Eppure l'evoluzione verso lo stadio di proprietà è uno dei passaggi obbligati per una società sportiva. L'aumento degli utili e dei punti può valere la spesa. Curiosa la decisione dell'Arsenal che qualche anno fa lanciò un referendum tra i tifosi proponendo la costruzione del nuovo impianto, che poi è stato effettivamente realizzato. In quella occasione la società aveva fatto chiaramente capire che per finanziare il nuovo impianto avrebbe dovuto risparmiare nella campagna acquisti indebolendo l'organico della squadra. Ma sul medio periodo, se si guarda alla recente esperienza della Juventus, la regola di Del Piero sembra essere rispettata: lo stadio di proprietà rende punti e soldi. Al punto che un advisor come Goldman Sachs ha inviato in Europa il signor Greg Carey con l'obiettivo di convincere le società di calcio a emettere bond, naturalmente garantiti da un pool di banche individuato da Goldman Sachs, per finanziare la costruzione di un nuovo stadio di proprietà. Oltre a Milan e Roma, in Italia nel mirino del signor Carey ci sarebbe anche la Fiorentina di Della Valle. Il viaggio dell'inviato di Goldman Sachs arriva in ritardo per Udine dove il completamento dello stadio è questione di settimane. Già oggi si gioca nel nuovo impianto che alla fine dei lavori potrà ospitare fino a 25 mila spettatori. Anche il Sassuolo di Giorgio Squinzi, presidente di Confindustria, ha una casa tutta sua: è il "Città del Tricolore" di Reggio Emilia che naturalmente ha ottenuto nel nome anche quello dello sponsor, la Mapei, società del numero uno degli industriali italiani.

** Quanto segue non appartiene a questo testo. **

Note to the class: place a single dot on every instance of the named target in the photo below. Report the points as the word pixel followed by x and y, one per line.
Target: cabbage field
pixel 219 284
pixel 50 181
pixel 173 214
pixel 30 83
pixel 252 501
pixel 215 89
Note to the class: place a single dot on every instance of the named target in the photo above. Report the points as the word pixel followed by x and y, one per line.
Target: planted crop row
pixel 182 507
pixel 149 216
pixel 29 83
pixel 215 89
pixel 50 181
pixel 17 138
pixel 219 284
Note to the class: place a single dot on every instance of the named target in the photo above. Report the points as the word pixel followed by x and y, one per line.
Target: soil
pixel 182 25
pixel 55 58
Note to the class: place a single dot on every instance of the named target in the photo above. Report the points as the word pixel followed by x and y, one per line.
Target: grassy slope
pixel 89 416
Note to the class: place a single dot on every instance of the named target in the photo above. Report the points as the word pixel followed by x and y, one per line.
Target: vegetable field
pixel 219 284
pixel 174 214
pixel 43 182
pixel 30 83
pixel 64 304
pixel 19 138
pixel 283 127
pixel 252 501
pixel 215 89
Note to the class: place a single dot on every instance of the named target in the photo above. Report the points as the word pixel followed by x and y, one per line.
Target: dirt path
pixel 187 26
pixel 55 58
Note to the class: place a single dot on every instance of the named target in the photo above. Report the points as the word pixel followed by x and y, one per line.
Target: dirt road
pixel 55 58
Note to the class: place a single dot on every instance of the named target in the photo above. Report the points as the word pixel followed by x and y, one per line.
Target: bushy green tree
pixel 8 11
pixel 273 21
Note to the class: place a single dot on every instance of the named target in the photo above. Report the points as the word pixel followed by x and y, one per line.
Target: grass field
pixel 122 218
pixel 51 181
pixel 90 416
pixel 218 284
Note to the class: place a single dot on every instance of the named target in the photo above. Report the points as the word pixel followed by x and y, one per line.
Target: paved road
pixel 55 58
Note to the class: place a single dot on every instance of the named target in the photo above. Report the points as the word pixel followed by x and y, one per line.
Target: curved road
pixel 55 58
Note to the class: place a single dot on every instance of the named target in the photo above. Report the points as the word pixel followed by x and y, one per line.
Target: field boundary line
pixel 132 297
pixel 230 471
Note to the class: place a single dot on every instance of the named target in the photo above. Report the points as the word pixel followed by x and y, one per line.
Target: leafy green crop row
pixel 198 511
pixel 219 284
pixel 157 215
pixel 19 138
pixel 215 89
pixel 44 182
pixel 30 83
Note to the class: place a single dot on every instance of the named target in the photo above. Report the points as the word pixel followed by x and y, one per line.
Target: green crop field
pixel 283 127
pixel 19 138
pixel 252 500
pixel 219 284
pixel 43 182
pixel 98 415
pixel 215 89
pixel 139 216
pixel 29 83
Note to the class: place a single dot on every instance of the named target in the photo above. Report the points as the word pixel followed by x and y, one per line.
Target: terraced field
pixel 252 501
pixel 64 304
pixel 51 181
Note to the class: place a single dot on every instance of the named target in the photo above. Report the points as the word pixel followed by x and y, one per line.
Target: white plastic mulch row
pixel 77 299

C'è un argomento che potrebbe giocare a favore delle offerte del signor Carey ed è il tempo. Più campionati si giocano senza lo stadio di proprietà più la distanza economica e sportiva con le società che, al contrario, lo possiedono, tende ad aumentare. Anche perché accanto agli stadi di proprietà crescono cittadelle commerciali, hotel, merchandising: un vero flusso di denaro che si misura al momento della campagna acquisti e, di conseguenza, alla fine dei campionati.